Du bout des doigts, je reprends le papier qui me sert d'éventail. Je n'ai plus la force de bouger. La chaleur me liquéfie pour m'arrimer au sol. Je retire quelques mèches échappées de mon chignon et qui se collent à ma peau. Leur simple contact m'irrite, de même que ma culotte. Je ne porte rien d'autre afin de profiter au maximum du souffle du vieux ventilateur rouillé. Certes, il ne fait guère davantage que recycler l'air chaud pour me le renvoyer par bouffées moites. Sauf qu'en séchant la fine pellicule de sueur qui me macule, je gagne une vague sensation de fraîcheur que je ne sacrifierais pour rien au monde. 

J'agite mon éventail un peu plus fort, puis laisse retomber mon bras. Là où ma transpiration a coulé, j'ai envie de me gratter, mais je sais que je ne ferai qu'aggraver l'inflammation de ma peau. 

Je jette un coup d'oeil à l'écran de mon téléphone. Trente minutes se sont écoulées. C'est le moment de se tourner. Je roule sur le carrelage afin de changer de zone, là où mon corps n'aura pas encore réchauffé le sol. Pas la force de faire mon mémoire alors que je n'ai déjà pas envie de manger. Je me dis que j'aurais peut-être dû accompagner ma famille dans les Alpes plutôt que de prétexter des musées et expositions à faire sur Paris. Ils doivent être près de la neige, et rien que cela me barbouille d'une nauséeuse jalousie . 

Après, il est vrai que j'aurais peut-être intérêt à me rendre au Louvre afin de profiter de la climatisation. Les momies de la section égyptienne ne sont pas bavardes, mais leur sort est plus enviable que celui d'une étudiante en chambre de bonne à Paris. Sauf qu'à l'idée de prendre les transports...
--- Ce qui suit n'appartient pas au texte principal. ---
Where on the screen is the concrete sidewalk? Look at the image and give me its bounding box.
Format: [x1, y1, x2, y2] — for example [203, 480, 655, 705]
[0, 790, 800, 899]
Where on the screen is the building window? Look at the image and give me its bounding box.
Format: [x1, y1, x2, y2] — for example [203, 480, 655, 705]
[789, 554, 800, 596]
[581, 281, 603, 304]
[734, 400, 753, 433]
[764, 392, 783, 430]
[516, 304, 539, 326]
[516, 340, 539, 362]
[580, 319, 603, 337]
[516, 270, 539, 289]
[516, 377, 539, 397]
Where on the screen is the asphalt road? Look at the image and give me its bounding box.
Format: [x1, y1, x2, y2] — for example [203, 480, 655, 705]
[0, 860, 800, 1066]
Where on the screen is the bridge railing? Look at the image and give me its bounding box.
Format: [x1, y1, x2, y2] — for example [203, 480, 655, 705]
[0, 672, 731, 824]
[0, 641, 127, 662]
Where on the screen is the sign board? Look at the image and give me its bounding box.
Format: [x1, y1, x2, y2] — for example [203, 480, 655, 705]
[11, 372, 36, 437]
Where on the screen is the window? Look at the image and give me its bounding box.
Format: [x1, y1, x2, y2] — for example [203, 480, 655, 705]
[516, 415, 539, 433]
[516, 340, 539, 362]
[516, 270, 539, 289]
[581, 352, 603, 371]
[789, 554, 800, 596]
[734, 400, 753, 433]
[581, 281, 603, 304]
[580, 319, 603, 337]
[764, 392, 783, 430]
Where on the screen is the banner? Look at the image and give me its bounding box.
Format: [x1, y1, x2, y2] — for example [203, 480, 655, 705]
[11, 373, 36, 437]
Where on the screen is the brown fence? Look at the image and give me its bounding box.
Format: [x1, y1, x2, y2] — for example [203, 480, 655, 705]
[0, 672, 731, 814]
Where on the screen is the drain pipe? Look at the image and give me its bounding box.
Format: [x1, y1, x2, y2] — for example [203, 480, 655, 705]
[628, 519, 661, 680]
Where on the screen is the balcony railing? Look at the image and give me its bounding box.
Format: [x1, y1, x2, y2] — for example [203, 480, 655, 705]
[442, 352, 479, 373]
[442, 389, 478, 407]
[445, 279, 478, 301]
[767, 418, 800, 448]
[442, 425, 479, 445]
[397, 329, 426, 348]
Non, le carrelage, c'est bien mieux. Au moins, je n'aperçois plus le mercure qui indique 45°C dans un coin de ma chambre. Peut-être qu'à force de l'ignorer, je finirai par l'oublier. 2067 ne fait pas exception aux années précédentes question température. Je serais prête à parier que l'humanité s'éteindra sur ce géant barbecue devenu la Terre bien avant la prochaine guerre nucléaire ou catastrophe magique. Avec l'eau évaporée de notre corps, peut-être qu'on pourra rendre un peu de pluie au ciel ?

Perdue dans mes pensées moribondes, je déplie mon éventail de fortune du bout des doigts. Il est mouillé du contact de ma peau. Mon relevé bancaire de juillet. Il sent les bureaux climatisés, et quelque part c'est la seule image que cela m'inspire. C'est un privilège de nos jours de pouvoir porter des chemises blanches en été et j'imagine que mon banquier savoure ses heures de travail depuis la pénombre de son bureau. Je ne me souviens même plus de son visage, juste de la climatisation qui ronronne au-dessus de lui. En réalité, je pense que ce que je sens couler dans mon oreille, ce n'est pas de l'eau, mais mon cerveau qui se liquéfie et cherche à s'échapper de cette fournaise. 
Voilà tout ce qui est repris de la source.